Avoiding synchronization barriers#
The hip_rocprim::par_nosync execution policy provides a way to avoid synchronization barriers when running algorithms.
hip_rocprim::par_nosync and hip_rocprim::par are both parallel non-deterministic policies. hip_rocprim::par is synchronous and blocking with respect to the host. Under hip_rocprim::par, algorithms are launched in parallel on the device, but the host blocks on each algorithm. The next algorithm won’t be launched until each algorithm finishes.
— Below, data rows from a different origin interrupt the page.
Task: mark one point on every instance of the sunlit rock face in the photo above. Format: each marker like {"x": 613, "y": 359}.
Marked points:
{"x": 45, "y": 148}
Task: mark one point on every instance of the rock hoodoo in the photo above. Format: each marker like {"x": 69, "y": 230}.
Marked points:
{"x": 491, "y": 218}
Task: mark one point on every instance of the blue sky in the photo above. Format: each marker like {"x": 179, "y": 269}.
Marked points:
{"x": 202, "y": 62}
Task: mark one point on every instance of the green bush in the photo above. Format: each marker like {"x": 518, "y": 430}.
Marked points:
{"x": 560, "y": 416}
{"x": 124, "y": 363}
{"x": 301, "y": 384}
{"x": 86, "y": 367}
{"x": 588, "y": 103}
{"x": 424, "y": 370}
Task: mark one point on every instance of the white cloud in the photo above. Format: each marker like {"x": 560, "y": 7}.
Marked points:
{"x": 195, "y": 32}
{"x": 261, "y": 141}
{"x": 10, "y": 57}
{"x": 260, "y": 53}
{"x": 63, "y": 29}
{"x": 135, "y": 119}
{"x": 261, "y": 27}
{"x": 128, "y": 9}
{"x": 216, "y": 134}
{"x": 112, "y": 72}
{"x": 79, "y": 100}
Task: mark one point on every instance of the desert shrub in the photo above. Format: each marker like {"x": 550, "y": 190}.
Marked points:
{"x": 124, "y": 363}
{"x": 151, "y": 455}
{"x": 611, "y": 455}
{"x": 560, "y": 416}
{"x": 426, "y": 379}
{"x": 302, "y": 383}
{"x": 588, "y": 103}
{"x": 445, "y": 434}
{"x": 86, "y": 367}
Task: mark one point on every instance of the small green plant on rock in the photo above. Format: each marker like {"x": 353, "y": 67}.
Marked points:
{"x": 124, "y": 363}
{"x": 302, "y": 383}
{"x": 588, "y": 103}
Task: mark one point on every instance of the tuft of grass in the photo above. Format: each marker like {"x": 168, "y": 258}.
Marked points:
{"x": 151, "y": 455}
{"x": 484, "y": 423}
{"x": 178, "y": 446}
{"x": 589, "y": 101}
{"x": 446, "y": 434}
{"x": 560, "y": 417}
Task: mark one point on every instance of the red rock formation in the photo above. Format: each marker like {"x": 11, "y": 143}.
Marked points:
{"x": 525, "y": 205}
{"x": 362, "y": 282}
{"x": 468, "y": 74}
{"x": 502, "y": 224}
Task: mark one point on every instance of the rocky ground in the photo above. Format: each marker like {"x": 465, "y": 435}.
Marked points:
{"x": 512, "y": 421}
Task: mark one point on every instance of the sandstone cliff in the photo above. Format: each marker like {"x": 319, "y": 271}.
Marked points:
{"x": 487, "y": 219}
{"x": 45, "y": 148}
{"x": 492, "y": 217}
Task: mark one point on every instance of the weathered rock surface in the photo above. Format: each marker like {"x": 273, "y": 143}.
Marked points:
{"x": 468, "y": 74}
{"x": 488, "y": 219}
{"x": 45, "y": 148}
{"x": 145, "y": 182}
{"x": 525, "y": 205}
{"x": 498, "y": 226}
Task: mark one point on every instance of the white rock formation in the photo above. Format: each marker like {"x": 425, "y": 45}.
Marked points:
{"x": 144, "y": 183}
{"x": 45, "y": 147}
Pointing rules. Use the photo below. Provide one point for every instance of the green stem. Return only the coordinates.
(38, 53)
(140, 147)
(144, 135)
The hip_rocprim::par_nosync policy can be used to avoid this synchronization barrier. Synchronization can be skipped when possible under the hip_rocprim::par_nosync policy. Under this policy, the host has the possibility of not blocking on the algorithms running on the GPU. The CPU can then perform other work while waiting for the GPU to finish running the algorithms. The host and device should be explicitly synchronized before accessing results.
Note
rocThrust doesn’t support hipGraphs. The operations inside a hipGraph must be asynchronous and the rocThrust API is synchronous by default. While there are asynchronous versions of the algorithms in the thrust::async namespace, these algorithms operate asynchronously by returning futures, which is different from the form of asynchronous execution required within hipGraphs. It is currently impossible to guarantee that synchronization doesn’t occur within any rocThrust algorithm.